We would recommend not basing too much on the teaser trailer for "Field of Dreams." The film itself is delightful, and a testament to the appeal of Ray Liotta. Alongside acting legends like James Earl Jones, he still holds his own and brings a comforting presence to the perceived mental unraveling of the main character. This movie was nominated for three Oscars and while it didn't go home with any statues, it is still considered a classic. "Field of Dreams" gave Liotta a stepping stone to greatness, and we are eternally grateful.

1. Goodfellas (1990)

Regularly recognized as one of the great cinematic classics is the 1990 Ray Liotta film "Goodfellas." For the uninitiated, it follows the life story of Henry Hill –- from a kid running errands for a local fence on the streets of Brooklyn to the upper ranks of the local mafia. It is not only a benchmark for storytelling from legendary director Martin Scorsese, it is also a career defining role for Liotta.

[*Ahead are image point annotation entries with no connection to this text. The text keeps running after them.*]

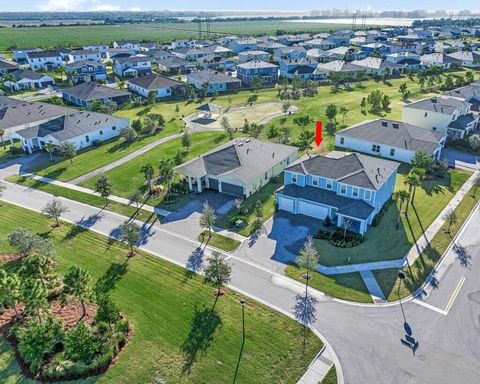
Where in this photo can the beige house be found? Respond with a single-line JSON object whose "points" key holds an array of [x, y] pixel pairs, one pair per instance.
{"points": [[240, 167]]}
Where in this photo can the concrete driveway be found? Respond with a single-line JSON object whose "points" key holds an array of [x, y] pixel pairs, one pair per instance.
{"points": [[280, 240], [186, 219]]}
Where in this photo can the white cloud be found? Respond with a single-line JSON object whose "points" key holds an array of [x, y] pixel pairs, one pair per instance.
{"points": [[76, 5]]}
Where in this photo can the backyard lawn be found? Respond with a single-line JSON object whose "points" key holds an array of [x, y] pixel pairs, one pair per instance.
{"points": [[383, 242], [419, 271], [127, 178], [178, 338], [95, 157]]}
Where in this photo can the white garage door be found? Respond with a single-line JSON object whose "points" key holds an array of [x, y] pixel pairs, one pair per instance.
{"points": [[285, 204], [312, 210]]}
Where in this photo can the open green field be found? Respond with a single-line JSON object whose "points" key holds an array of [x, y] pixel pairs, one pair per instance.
{"points": [[127, 178], [49, 37], [178, 338], [95, 157], [430, 199], [419, 271]]}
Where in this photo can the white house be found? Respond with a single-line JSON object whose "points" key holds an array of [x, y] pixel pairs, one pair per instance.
{"points": [[49, 60], [441, 114], [390, 139], [84, 55], [162, 86], [81, 128], [29, 80]]}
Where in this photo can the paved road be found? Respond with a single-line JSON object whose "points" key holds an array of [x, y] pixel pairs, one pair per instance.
{"points": [[366, 338]]}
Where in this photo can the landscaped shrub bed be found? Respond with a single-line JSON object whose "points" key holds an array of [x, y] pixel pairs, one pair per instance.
{"points": [[340, 238], [60, 327]]}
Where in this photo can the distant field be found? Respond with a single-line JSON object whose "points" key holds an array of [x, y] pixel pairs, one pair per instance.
{"points": [[47, 37]]}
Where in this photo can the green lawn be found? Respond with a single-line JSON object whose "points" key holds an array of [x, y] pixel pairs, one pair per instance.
{"points": [[266, 196], [171, 312], [331, 376], [95, 157], [388, 279], [127, 178], [96, 201], [348, 286], [224, 243], [430, 200]]}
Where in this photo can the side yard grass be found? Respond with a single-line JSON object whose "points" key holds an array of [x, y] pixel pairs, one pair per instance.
{"points": [[96, 201], [178, 337], [388, 279], [430, 199], [92, 158]]}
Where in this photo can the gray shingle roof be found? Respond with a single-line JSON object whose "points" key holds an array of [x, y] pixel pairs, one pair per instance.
{"points": [[351, 207], [350, 168], [91, 90], [395, 133], [14, 113], [154, 81], [438, 104], [71, 125], [244, 159]]}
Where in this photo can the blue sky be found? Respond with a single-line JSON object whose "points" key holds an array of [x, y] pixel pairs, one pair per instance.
{"points": [[92, 5]]}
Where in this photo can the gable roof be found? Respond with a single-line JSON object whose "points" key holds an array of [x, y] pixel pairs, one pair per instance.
{"points": [[244, 159], [154, 81], [349, 168], [92, 90], [394, 133]]}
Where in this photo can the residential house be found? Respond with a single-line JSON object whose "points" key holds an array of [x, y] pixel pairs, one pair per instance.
{"points": [[467, 58], [245, 56], [267, 72], [7, 67], [175, 65], [378, 67], [48, 60], [83, 55], [29, 80], [441, 114], [302, 68], [391, 139], [438, 60], [342, 186], [239, 168], [20, 54], [290, 53], [243, 44], [90, 92], [82, 128], [102, 48], [132, 66], [127, 44], [217, 81], [85, 70], [162, 86]]}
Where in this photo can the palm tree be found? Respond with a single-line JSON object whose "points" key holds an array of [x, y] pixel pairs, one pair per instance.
{"points": [[167, 171], [400, 196], [50, 148], [148, 172], [208, 218]]}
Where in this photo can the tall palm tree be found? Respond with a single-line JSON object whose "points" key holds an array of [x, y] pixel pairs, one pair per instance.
{"points": [[166, 168], [400, 196]]}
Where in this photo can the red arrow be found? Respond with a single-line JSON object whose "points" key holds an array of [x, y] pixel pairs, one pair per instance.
{"points": [[318, 133]]}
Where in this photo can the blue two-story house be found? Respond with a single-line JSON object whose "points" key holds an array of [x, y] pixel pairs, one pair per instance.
{"points": [[81, 71], [267, 72], [341, 186]]}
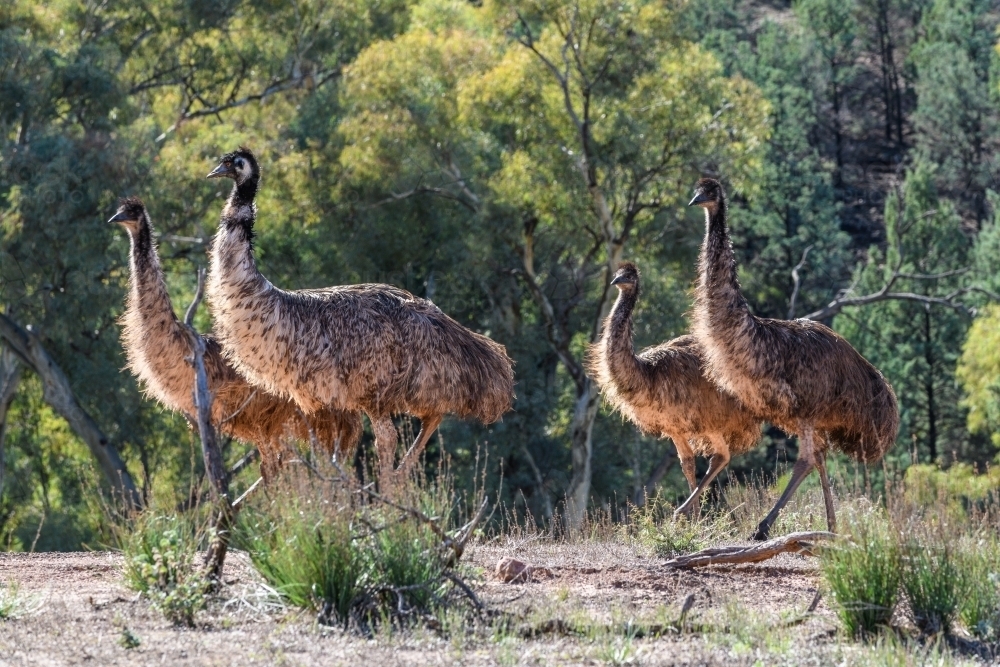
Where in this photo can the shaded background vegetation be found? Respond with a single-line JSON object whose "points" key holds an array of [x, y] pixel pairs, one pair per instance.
{"points": [[432, 145]]}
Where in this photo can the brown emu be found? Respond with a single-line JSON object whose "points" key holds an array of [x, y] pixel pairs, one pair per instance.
{"points": [[157, 347], [799, 375], [370, 347], [662, 390]]}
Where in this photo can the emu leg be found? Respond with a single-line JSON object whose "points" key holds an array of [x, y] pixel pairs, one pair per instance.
{"points": [[692, 506], [427, 427], [803, 466], [386, 439], [824, 480]]}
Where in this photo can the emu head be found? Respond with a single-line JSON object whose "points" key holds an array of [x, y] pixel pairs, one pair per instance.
{"points": [[626, 277], [708, 194], [131, 214], [240, 165]]}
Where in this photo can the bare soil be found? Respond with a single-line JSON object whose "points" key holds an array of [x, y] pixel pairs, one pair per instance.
{"points": [[79, 610]]}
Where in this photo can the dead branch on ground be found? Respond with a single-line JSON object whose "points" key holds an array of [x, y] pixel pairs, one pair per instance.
{"points": [[800, 543]]}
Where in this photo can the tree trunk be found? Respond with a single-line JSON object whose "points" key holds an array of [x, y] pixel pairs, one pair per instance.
{"points": [[10, 377], [58, 394], [215, 467], [581, 433]]}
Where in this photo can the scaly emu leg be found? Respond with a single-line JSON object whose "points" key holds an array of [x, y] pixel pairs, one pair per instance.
{"points": [[427, 427], [824, 480], [719, 460], [386, 439], [803, 466]]}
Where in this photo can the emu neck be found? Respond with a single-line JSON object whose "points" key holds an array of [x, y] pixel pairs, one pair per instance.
{"points": [[625, 368], [148, 289], [718, 285], [233, 268]]}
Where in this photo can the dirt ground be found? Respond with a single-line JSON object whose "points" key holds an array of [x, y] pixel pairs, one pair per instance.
{"points": [[76, 610]]}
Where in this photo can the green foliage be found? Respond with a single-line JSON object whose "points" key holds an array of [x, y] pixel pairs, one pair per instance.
{"points": [[13, 603], [416, 142], [327, 549], [927, 485], [979, 606], [979, 373], [864, 573], [655, 527], [933, 577], [915, 345], [161, 553]]}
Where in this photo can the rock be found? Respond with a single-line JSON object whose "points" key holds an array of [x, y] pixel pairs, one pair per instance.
{"points": [[511, 570]]}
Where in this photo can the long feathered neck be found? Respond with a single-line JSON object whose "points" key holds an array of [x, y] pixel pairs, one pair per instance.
{"points": [[718, 290], [240, 212], [148, 289], [623, 366]]}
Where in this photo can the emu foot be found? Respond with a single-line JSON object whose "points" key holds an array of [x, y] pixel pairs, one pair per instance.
{"points": [[763, 533], [689, 510]]}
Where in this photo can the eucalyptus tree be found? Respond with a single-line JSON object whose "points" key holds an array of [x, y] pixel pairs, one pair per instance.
{"points": [[567, 130]]}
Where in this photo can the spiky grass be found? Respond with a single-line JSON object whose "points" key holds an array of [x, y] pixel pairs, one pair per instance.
{"points": [[979, 606], [326, 547], [932, 576], [160, 562], [863, 573]]}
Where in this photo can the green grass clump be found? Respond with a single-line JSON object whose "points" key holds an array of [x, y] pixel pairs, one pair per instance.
{"points": [[933, 578], [655, 527], [160, 553], [13, 603], [349, 557], [979, 607], [863, 573], [308, 552]]}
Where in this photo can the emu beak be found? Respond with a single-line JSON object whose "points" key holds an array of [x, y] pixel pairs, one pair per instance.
{"points": [[699, 198], [223, 169]]}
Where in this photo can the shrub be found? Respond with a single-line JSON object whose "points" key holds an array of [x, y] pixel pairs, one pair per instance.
{"points": [[308, 552], [347, 556], [160, 553], [13, 603], [863, 573], [933, 580], [655, 527], [979, 607]]}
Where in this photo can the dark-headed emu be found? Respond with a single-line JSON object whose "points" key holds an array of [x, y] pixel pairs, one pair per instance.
{"points": [[372, 347], [157, 348], [799, 375], [662, 390]]}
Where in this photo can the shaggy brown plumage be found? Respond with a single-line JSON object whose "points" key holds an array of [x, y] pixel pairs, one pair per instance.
{"points": [[799, 375], [156, 347], [663, 391], [371, 347]]}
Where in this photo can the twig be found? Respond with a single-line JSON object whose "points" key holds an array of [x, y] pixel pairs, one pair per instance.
{"points": [[796, 282], [253, 487], [455, 579]]}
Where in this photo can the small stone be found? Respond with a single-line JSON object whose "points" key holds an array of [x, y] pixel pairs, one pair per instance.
{"points": [[511, 570]]}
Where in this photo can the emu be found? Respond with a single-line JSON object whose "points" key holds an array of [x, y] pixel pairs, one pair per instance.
{"points": [[370, 347], [662, 390], [799, 375], [156, 347]]}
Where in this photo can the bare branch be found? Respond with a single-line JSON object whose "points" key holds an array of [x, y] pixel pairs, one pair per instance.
{"points": [[796, 282], [56, 391]]}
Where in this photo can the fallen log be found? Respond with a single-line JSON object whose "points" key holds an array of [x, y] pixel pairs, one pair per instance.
{"points": [[800, 543]]}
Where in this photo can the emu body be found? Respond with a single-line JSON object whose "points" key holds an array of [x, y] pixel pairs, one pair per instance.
{"points": [[157, 348], [372, 347], [663, 391], [799, 375]]}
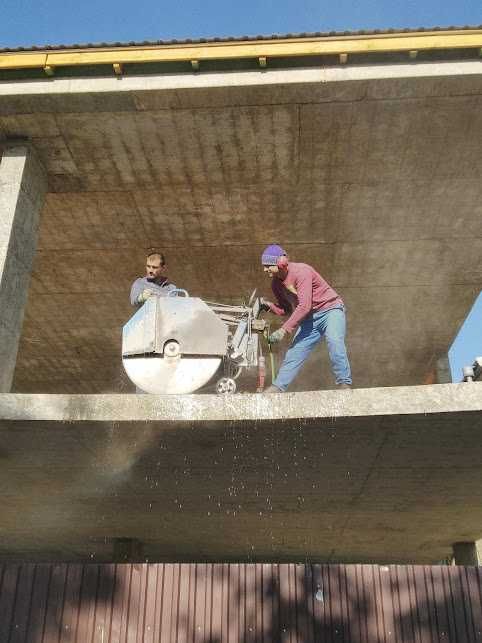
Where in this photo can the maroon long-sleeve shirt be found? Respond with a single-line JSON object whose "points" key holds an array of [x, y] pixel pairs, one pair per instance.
{"points": [[302, 291]]}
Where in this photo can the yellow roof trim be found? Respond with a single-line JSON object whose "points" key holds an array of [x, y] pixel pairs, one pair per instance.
{"points": [[335, 45]]}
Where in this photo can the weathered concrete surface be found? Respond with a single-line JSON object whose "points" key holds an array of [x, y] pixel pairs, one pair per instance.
{"points": [[23, 184], [380, 475], [371, 173]]}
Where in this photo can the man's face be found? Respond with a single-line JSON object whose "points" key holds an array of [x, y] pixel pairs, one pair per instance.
{"points": [[154, 268]]}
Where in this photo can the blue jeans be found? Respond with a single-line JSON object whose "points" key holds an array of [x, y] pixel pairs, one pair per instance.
{"points": [[322, 323]]}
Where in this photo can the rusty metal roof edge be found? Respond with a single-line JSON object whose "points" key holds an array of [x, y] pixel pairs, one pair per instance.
{"points": [[228, 39]]}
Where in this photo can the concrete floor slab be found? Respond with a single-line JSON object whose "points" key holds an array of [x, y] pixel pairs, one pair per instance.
{"points": [[386, 475]]}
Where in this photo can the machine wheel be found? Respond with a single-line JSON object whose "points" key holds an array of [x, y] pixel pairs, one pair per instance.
{"points": [[225, 385]]}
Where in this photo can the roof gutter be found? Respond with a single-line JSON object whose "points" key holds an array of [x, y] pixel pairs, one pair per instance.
{"points": [[263, 50]]}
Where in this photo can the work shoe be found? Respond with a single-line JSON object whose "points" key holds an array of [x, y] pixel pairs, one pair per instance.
{"points": [[272, 389]]}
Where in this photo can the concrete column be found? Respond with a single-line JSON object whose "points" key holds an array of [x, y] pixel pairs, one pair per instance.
{"points": [[23, 184], [465, 553]]}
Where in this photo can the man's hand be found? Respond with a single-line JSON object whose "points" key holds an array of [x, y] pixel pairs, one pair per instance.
{"points": [[264, 304], [277, 336], [144, 296]]}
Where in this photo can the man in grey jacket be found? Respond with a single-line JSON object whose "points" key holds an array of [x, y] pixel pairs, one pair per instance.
{"points": [[154, 283]]}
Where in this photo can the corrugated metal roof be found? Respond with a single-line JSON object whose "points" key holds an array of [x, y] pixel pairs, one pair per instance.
{"points": [[191, 41], [213, 603]]}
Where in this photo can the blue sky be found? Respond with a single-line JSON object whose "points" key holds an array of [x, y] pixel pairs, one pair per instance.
{"points": [[40, 22], [468, 343]]}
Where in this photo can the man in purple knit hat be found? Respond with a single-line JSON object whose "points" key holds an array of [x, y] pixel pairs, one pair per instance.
{"points": [[314, 311]]}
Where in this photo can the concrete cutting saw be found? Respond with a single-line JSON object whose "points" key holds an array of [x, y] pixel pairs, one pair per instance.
{"points": [[178, 344]]}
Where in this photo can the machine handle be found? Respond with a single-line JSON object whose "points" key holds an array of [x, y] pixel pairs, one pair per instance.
{"points": [[178, 292]]}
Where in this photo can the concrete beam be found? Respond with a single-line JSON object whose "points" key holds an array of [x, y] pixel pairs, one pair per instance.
{"points": [[23, 184], [368, 475]]}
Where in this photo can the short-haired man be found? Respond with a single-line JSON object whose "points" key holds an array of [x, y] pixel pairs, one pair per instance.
{"points": [[154, 283], [315, 311]]}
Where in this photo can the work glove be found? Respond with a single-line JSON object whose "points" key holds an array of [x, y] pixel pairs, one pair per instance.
{"points": [[264, 304], [144, 296], [277, 336]]}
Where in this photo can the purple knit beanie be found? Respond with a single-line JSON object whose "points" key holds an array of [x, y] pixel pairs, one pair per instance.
{"points": [[271, 254]]}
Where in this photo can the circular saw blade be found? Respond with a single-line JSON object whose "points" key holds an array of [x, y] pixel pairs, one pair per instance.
{"points": [[164, 375]]}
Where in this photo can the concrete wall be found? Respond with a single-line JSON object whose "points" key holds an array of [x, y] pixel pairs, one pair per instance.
{"points": [[23, 184]]}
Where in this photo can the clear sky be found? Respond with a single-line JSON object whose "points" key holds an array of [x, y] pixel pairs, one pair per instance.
{"points": [[468, 343], [42, 22]]}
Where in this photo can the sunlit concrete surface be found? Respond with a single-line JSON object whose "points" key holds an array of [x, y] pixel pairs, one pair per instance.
{"points": [[386, 475], [371, 173]]}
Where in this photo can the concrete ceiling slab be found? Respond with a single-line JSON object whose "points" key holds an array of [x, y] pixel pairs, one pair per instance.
{"points": [[371, 174]]}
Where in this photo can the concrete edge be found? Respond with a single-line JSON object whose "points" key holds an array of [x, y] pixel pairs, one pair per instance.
{"points": [[209, 80], [409, 400]]}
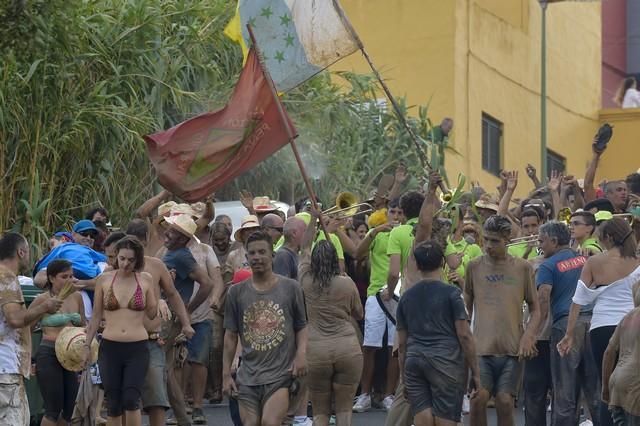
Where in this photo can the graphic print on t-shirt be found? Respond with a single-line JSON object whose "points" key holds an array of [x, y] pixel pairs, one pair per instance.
{"points": [[264, 325]]}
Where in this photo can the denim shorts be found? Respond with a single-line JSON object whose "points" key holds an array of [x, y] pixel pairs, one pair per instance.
{"points": [[154, 390], [500, 374], [200, 344]]}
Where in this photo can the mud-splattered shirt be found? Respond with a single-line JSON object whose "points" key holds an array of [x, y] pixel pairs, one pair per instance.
{"points": [[15, 343]]}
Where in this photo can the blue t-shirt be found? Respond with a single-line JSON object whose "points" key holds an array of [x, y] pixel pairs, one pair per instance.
{"points": [[84, 260], [561, 271], [183, 262]]}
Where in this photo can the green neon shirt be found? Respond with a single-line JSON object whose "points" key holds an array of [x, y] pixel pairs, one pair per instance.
{"points": [[379, 261], [401, 240]]}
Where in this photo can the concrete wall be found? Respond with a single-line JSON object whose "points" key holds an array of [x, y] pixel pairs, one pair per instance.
{"points": [[621, 157], [470, 56], [501, 58], [411, 43], [614, 48]]}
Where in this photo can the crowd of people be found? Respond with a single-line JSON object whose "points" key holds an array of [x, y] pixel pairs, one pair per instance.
{"points": [[422, 302]]}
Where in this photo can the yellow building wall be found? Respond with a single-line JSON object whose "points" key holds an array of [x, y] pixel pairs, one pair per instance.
{"points": [[622, 155], [411, 43], [472, 56]]}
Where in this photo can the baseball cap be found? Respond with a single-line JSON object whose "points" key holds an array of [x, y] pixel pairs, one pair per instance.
{"points": [[84, 225]]}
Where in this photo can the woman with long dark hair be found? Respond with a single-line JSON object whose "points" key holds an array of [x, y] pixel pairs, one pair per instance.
{"points": [[606, 282], [334, 356], [124, 296], [58, 386]]}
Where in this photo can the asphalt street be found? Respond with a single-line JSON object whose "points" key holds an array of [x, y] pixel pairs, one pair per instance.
{"points": [[218, 415]]}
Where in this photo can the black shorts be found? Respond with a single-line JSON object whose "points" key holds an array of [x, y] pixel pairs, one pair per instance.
{"points": [[437, 384], [500, 374]]}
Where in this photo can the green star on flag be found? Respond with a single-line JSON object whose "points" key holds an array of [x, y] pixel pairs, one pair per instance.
{"points": [[307, 37], [285, 20], [266, 12]]}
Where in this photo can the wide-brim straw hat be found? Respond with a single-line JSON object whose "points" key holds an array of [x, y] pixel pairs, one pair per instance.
{"points": [[182, 223], [70, 348], [488, 202], [248, 222], [263, 205], [166, 207]]}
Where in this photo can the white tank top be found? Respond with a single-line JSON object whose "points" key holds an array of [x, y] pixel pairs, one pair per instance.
{"points": [[612, 302]]}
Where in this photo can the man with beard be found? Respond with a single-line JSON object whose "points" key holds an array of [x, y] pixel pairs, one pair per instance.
{"points": [[267, 313], [496, 284], [15, 332]]}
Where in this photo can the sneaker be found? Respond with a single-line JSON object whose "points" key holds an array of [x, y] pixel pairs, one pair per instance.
{"points": [[386, 402], [198, 417], [363, 403]]}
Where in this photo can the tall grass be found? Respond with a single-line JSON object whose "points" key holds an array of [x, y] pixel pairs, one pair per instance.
{"points": [[82, 80]]}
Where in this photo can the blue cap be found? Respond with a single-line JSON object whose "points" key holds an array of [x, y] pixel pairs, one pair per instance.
{"points": [[84, 225]]}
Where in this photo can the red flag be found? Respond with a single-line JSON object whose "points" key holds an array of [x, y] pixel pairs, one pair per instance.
{"points": [[200, 155]]}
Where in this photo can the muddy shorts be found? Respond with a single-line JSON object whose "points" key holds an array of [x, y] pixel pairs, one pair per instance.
{"points": [[436, 384], [14, 408]]}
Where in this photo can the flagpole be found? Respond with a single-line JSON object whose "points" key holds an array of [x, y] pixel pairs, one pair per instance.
{"points": [[396, 107], [290, 133]]}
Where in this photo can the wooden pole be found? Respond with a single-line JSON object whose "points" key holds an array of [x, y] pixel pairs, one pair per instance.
{"points": [[290, 133], [396, 107]]}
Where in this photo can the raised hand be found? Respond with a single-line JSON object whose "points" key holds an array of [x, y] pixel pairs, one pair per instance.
{"points": [[531, 171], [401, 174], [512, 180], [554, 180], [246, 198], [435, 180]]}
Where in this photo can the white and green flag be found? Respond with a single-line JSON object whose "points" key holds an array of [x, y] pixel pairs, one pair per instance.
{"points": [[297, 38]]}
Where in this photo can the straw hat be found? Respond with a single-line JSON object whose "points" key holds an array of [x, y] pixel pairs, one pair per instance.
{"points": [[248, 222], [263, 205], [182, 209], [198, 209], [166, 207], [182, 223], [70, 348], [378, 218], [487, 201]]}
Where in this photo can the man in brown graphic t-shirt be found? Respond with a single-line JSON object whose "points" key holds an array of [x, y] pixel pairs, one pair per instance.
{"points": [[267, 313], [496, 285]]}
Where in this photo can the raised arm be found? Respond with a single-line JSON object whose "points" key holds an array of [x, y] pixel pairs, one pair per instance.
{"points": [[512, 184], [554, 186], [400, 178], [208, 215], [531, 173], [147, 208], [590, 174], [427, 210]]}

It is hard to argue against "Goodfellas" being placed at the top of the list for Ray Liotta's greatest film achievement. Liotta's youthful charm and rugged looks helps create an allure to the mafia lifestyle. He disarms us, making the more intense scenes hit harder. The actor's range was put on full display; we saw him be tender and loving, menacing and unhinged, paranoid and vulnerable, and everything in between.

The nuances of being a wise guy are accentuated beautifully by the all-star cast in "Goodfellas." Alongside Ray Liotta are the acting titans Robert De Niro and Joe Pesci, as well as a slew of recognizable talent now synonymous with anything mafioso. Liotta's role as Henry Hill is a pinnacle of stardom that many thespians hope to one day achieve. Every time we view "Goodfellas," we thank the cinema gods for blessing us with this immortalization of greatness.